- Oh! per esempio! Non vi basta dunque quello che avete?
- Maitre d'hôtel di madama Thibault! Pouah! Gli è buono per guadagnar danari, codesto.
- Catterone! Ma io credo che il re è alle Tuileries per la stessa ragione.
- Sì: danari della sua intelligenza, non un salario.
- Quanto vi rende il vostro posto?
- Sei mila franchi l'anno, compresi i regali - ma i benefizi sugli affari, in più.
- Corna di un bue! e voi sollecitate il posto di cameriere, che vi darebbe due cento franchi al mese?

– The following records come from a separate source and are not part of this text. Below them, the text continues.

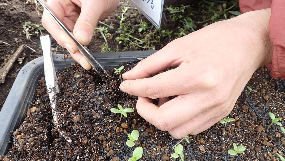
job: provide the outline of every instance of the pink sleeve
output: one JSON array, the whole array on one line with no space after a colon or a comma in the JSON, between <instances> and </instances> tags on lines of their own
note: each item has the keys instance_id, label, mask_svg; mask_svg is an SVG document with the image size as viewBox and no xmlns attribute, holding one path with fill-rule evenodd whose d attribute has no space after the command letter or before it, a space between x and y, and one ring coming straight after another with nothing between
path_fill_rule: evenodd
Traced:
<instances>
[{"instance_id":1,"label":"pink sleeve","mask_svg":"<svg viewBox=\"0 0 285 161\"><path fill-rule=\"evenodd\" d=\"M271 8L269 31L274 45L272 64L267 66L274 78L285 79L285 0L240 0L241 12Z\"/></svg>"}]
</instances>

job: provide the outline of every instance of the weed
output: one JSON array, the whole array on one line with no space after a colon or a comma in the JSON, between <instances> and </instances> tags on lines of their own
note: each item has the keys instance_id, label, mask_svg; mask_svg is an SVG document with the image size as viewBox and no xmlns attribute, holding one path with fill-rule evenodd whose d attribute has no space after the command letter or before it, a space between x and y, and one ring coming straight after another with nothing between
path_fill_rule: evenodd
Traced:
<instances>
[{"instance_id":1,"label":"weed","mask_svg":"<svg viewBox=\"0 0 285 161\"><path fill-rule=\"evenodd\" d=\"M271 122L271 123L268 126L268 127L266 129L266 130L268 130L269 129L269 128L270 128L271 126L271 125L273 124L273 123L278 125L282 126L282 124L278 122L279 121L280 121L282 120L281 118L280 118L280 117L279 117L278 118L275 118L275 116L274 115L274 114L273 114L273 113L271 112L269 112L268 114L269 114L269 116L270 116L270 118L271 119L272 121Z\"/></svg>"},{"instance_id":2,"label":"weed","mask_svg":"<svg viewBox=\"0 0 285 161\"><path fill-rule=\"evenodd\" d=\"M233 160L233 158L234 158L235 156L236 156L236 155L238 153L244 153L244 151L245 150L245 147L242 145L240 145L237 147L237 144L236 144L236 143L234 143L233 149L233 150L230 149L228 151L228 153L229 153L229 154L233 155L233 158L232 159L231 161Z\"/></svg>"},{"instance_id":3,"label":"weed","mask_svg":"<svg viewBox=\"0 0 285 161\"><path fill-rule=\"evenodd\" d=\"M119 121L119 124L121 122L121 120L122 119L122 116L124 115L125 117L128 116L127 115L127 112L134 112L135 110L131 108L126 108L123 109L123 107L120 105L118 104L118 107L119 108L119 109L114 108L112 108L110 110L111 112L121 114L121 116L120 118L120 120Z\"/></svg>"}]
</instances>

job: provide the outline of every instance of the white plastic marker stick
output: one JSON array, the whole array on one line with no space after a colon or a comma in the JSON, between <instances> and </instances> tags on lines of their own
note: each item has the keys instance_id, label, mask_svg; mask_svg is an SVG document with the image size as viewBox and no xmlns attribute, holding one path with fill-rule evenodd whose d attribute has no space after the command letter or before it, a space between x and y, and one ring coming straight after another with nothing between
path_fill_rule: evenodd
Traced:
<instances>
[{"instance_id":1,"label":"white plastic marker stick","mask_svg":"<svg viewBox=\"0 0 285 161\"><path fill-rule=\"evenodd\" d=\"M154 26L160 27L164 0L131 0Z\"/></svg>"},{"instance_id":2,"label":"white plastic marker stick","mask_svg":"<svg viewBox=\"0 0 285 161\"><path fill-rule=\"evenodd\" d=\"M72 142L71 139L66 134L65 132L61 130L58 121L57 114L56 113L56 100L54 96L56 92L58 92L58 85L52 54L52 47L49 35L48 35L41 37L40 43L44 54L44 66L45 83L51 105L54 125L56 129L65 138L66 141L69 143L71 143Z\"/></svg>"}]
</instances>

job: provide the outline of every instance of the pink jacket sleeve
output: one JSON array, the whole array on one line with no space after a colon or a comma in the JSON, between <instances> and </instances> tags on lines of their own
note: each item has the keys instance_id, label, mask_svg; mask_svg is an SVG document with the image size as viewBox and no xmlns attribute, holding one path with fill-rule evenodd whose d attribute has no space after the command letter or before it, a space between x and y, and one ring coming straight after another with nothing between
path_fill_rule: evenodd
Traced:
<instances>
[{"instance_id":1,"label":"pink jacket sleeve","mask_svg":"<svg viewBox=\"0 0 285 161\"><path fill-rule=\"evenodd\" d=\"M272 64L268 65L274 78L285 79L285 0L240 0L241 12L271 8L269 31L274 45Z\"/></svg>"}]
</instances>

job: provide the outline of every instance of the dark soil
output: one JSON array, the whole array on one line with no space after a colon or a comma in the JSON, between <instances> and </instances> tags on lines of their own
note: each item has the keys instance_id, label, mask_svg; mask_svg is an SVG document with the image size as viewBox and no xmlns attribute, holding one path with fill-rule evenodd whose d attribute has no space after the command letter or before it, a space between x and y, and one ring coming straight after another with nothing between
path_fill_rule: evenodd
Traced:
<instances>
[{"instance_id":1,"label":"dark soil","mask_svg":"<svg viewBox=\"0 0 285 161\"><path fill-rule=\"evenodd\" d=\"M124 65L122 73L133 66ZM98 77L93 72L76 65L57 72L60 92L57 96L58 115L62 129L72 138L70 143L55 130L44 78L39 81L33 108L21 126L11 133L12 148L6 160L127 160L134 148L127 151L127 134L137 129L140 138L135 147L144 149L142 160L172 160L171 147L179 141L172 140L139 116L135 110L123 117L111 113L111 108L120 104L135 110L136 97L122 92L118 76L111 70L112 78ZM79 77L74 77L80 75ZM277 160L274 153L285 152L279 127L273 125L266 130L271 112L285 119L285 81L271 80L267 68L255 73L248 85L258 92L247 96L246 87L229 116L234 121L223 125L217 123L198 135L189 136L190 144L182 141L186 160L229 160L227 153L234 142L245 146L245 153L235 160Z\"/></svg>"}]
</instances>

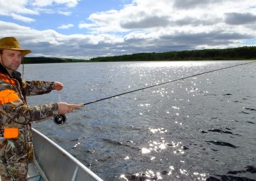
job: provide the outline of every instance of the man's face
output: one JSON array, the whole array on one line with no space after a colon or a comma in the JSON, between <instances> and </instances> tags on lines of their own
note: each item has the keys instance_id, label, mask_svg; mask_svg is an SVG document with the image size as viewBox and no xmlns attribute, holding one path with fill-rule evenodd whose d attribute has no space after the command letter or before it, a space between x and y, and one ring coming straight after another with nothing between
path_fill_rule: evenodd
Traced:
<instances>
[{"instance_id":1,"label":"man's face","mask_svg":"<svg viewBox=\"0 0 256 181\"><path fill-rule=\"evenodd\" d=\"M19 50L4 49L0 62L9 73L17 70L20 65L22 54Z\"/></svg>"}]
</instances>

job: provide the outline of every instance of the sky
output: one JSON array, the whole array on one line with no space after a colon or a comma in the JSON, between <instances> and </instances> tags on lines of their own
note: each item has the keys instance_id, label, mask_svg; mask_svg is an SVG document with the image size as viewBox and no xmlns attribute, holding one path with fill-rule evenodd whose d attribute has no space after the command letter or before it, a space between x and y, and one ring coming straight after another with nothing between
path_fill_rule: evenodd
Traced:
<instances>
[{"instance_id":1,"label":"sky","mask_svg":"<svg viewBox=\"0 0 256 181\"><path fill-rule=\"evenodd\" d=\"M0 0L0 38L29 57L256 46L255 30L252 0Z\"/></svg>"}]
</instances>

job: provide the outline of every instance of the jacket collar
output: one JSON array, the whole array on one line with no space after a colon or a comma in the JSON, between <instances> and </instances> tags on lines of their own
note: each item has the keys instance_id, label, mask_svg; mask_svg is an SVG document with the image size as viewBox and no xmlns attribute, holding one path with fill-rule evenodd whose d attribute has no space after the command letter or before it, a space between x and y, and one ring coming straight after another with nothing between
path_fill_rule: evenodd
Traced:
<instances>
[{"instance_id":1,"label":"jacket collar","mask_svg":"<svg viewBox=\"0 0 256 181\"><path fill-rule=\"evenodd\" d=\"M10 76L9 73L7 71L6 68L1 64L0 64L0 72L3 74L6 74Z\"/></svg>"}]
</instances>

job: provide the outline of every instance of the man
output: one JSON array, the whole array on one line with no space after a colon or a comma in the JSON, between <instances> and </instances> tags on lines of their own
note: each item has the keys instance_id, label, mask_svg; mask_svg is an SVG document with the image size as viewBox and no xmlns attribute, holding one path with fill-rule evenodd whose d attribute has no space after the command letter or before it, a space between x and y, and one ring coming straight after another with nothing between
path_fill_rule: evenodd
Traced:
<instances>
[{"instance_id":1,"label":"man","mask_svg":"<svg viewBox=\"0 0 256 181\"><path fill-rule=\"evenodd\" d=\"M28 164L33 158L31 123L72 112L81 105L51 103L30 107L26 96L60 90L58 82L24 82L16 70L29 50L14 37L0 40L0 181L27 180Z\"/></svg>"}]
</instances>

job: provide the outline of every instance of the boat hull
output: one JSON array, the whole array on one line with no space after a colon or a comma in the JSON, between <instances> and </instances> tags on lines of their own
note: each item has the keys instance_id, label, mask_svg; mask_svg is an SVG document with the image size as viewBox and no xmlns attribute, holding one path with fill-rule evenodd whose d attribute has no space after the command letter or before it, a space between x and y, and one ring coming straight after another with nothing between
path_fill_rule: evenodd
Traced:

- E per ciò appunto io li rifiuto. Voi mi farete l'onore, M. Claret, di comprare ogni mese con i miei onorari un abito alle vostre figliuole o a madama Claret.
- Ma voi fabbricate dunque dei vaudevilles, père Pradau?
- Io fabbrico castelli, M. Claret. Statemi ad udire. Io sono ambizioso. Io ò di già dieci mila lire di rendita, e me ne occorrono ventiquattro.
- Nè più, nè meno?
- Meglio ancora. Io voglio comprare nel Berri un castello, vicino a quello del conte di Vixelles - che mi ricusò un giorno un posto di domestico in casa sua. Voglio vederlo a cacciare sulle mie terre costui, a desinare alla mia tavola con la sua moglie e la sua progenie, e venire, cappello in mano, a sollecitare il mio voto nelle elezioni.
- Il tutto mediante...?
- Ventiquattro o trenta mila lire di rendita, cui io avrò, cui noi avremo, M. Claret.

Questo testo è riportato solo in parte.